El monte análogo, novela de aventuras alpinas, no euclidianas
y simbólicamente auténticas, comenzada en 1939 e interrumpida
por la temprana muerte de su autor en 1944, es desde luego una novela
atípica. En la época de André Gide, Jules Romain,
Mauriac, Bernanos o Céline, nos encontramos con una novela no psicológica.
La acción no se basa de ningún modo en las consecuencias
de procesos mentales de los personajes, los cuales carecen de la profundidad
que solemos asociar con los personajes redondos (por usar la terminología
de E. M. Forster). La acción, más bien, es la propia de
la novela de aventuras, lineal, lógica y de aspecto ingenuo, y
es inevitable pensar en Julio Verne cuando comenzamos a leer las primeras
páginas. Aventuras, proto-ciencia-ficción… Pero claro,
René Daumal no es una escritor de literatura popular; él
era fundamentalmente un poeta, un hombre que cuando era aún muy
joven había fundado una sociedad literaria vanguardista llamada
los "hermanos simplistas", en torno a la revista Le grand jeu,
inspirada en Jarry y en los surrealistas, y que había escrito un
gramática de sánscrito para
uso personal a los dieciséis años.

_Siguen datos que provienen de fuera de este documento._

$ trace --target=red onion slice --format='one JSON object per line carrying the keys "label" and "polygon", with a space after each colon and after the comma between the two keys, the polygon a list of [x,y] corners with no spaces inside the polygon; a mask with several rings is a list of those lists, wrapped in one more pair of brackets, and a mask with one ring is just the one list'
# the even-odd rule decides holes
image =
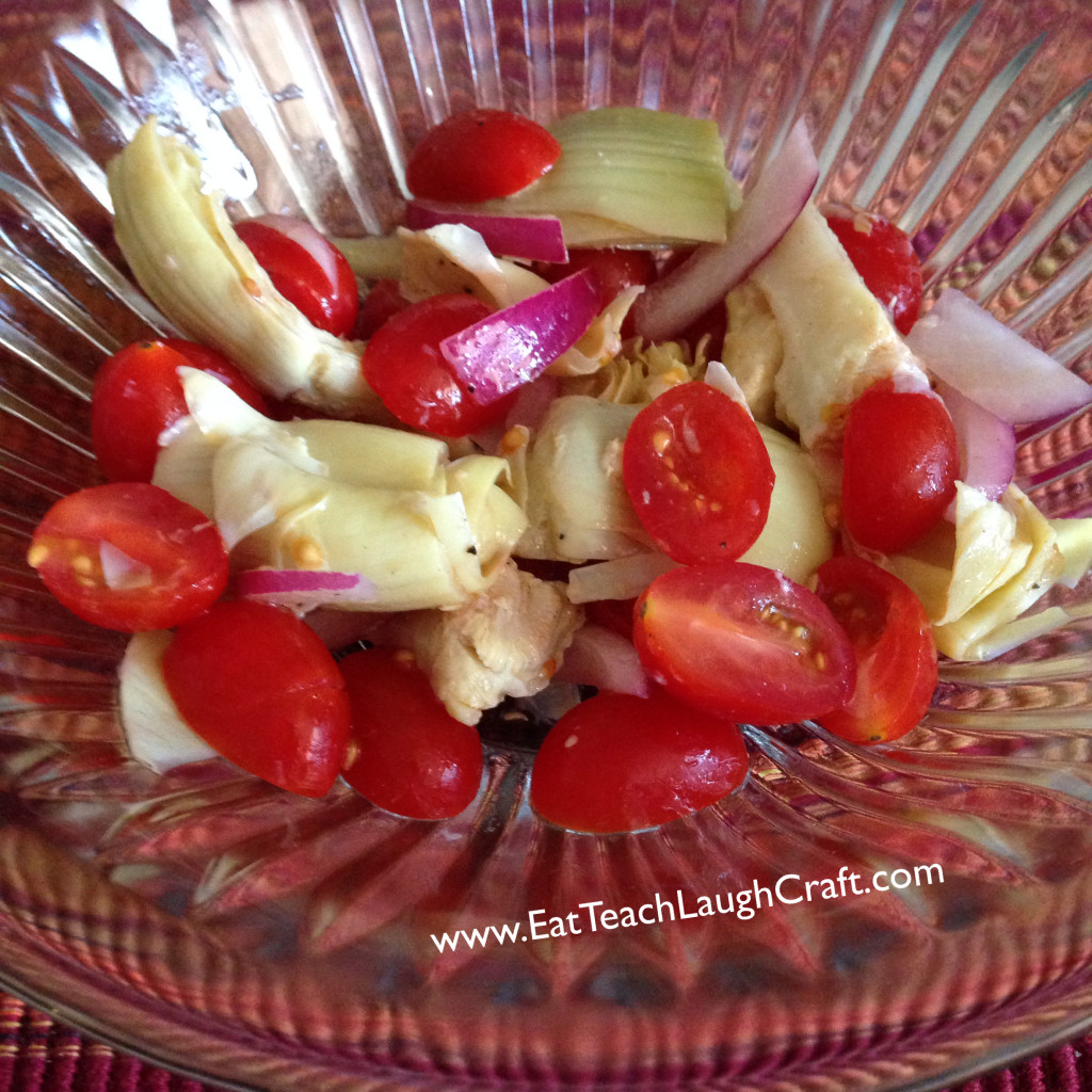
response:
{"label": "red onion slice", "polygon": [[475,402],[530,382],[571,348],[600,313],[598,282],[581,270],[440,342]]}
{"label": "red onion slice", "polygon": [[1092,402],[1092,385],[956,288],[940,293],[906,344],[938,379],[1010,425]]}
{"label": "red onion slice", "polygon": [[939,382],[937,394],[956,426],[960,479],[997,500],[1016,470],[1016,429],[948,383]]}
{"label": "red onion slice", "polygon": [[437,224],[463,224],[472,228],[495,254],[536,262],[569,260],[557,216],[502,216],[432,201],[411,201],[406,205],[406,227],[423,232]]}
{"label": "red onion slice", "polygon": [[306,614],[335,603],[372,603],[376,585],[358,572],[316,569],[247,569],[236,579],[245,600],[261,600]]}
{"label": "red onion slice", "polygon": [[727,239],[698,247],[644,290],[633,306],[638,333],[650,341],[672,337],[723,299],[778,245],[818,180],[819,162],[802,118],[744,198]]}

Y desde luego El monte
análogo no es una novela de aventuras al uso, sino más bien
un novela simbólica acerca del tema más antiguo del mundo:
la búsqueda espiritual.
Pierre Sogol (que corresponde en cierto modo al tipo de científico
de la novelas de Verne, o al Martial Canterel de Raymond Roussel) es un
hombre que ha buscado durante toda su vida "algo diferente".
Alpinista consumado, pasó parte de su vida en un misterioso monasterio
y se ha dedicado también a la ciencia, por supuesto con gran éxito.
Al principio de la novela, Sogol reúne a un grupo de alpinistas
que despuntan cada uno en distintas áreas para salir en busca del
monte análogo. El monte análogo es la montaña más
alta del mundo, muchísimo más alta que cualquier cima del
Himalaya, y nunca ha sido descubierta por la ciencia. La montaña,
que se encuentra sobre una isla (o más bien sobre un continente),
posee a su alrededor un extraño campo de fuerza que curva la luz
y la gravedad de tal forma que resulta invisible para quien pase junto
a ella y que incluso desvía el curso de los barcos, a pesar de
que para cualquier observador (y aún para los instrumentos) el
barco haya seguido una trayectoria perfectamente recta.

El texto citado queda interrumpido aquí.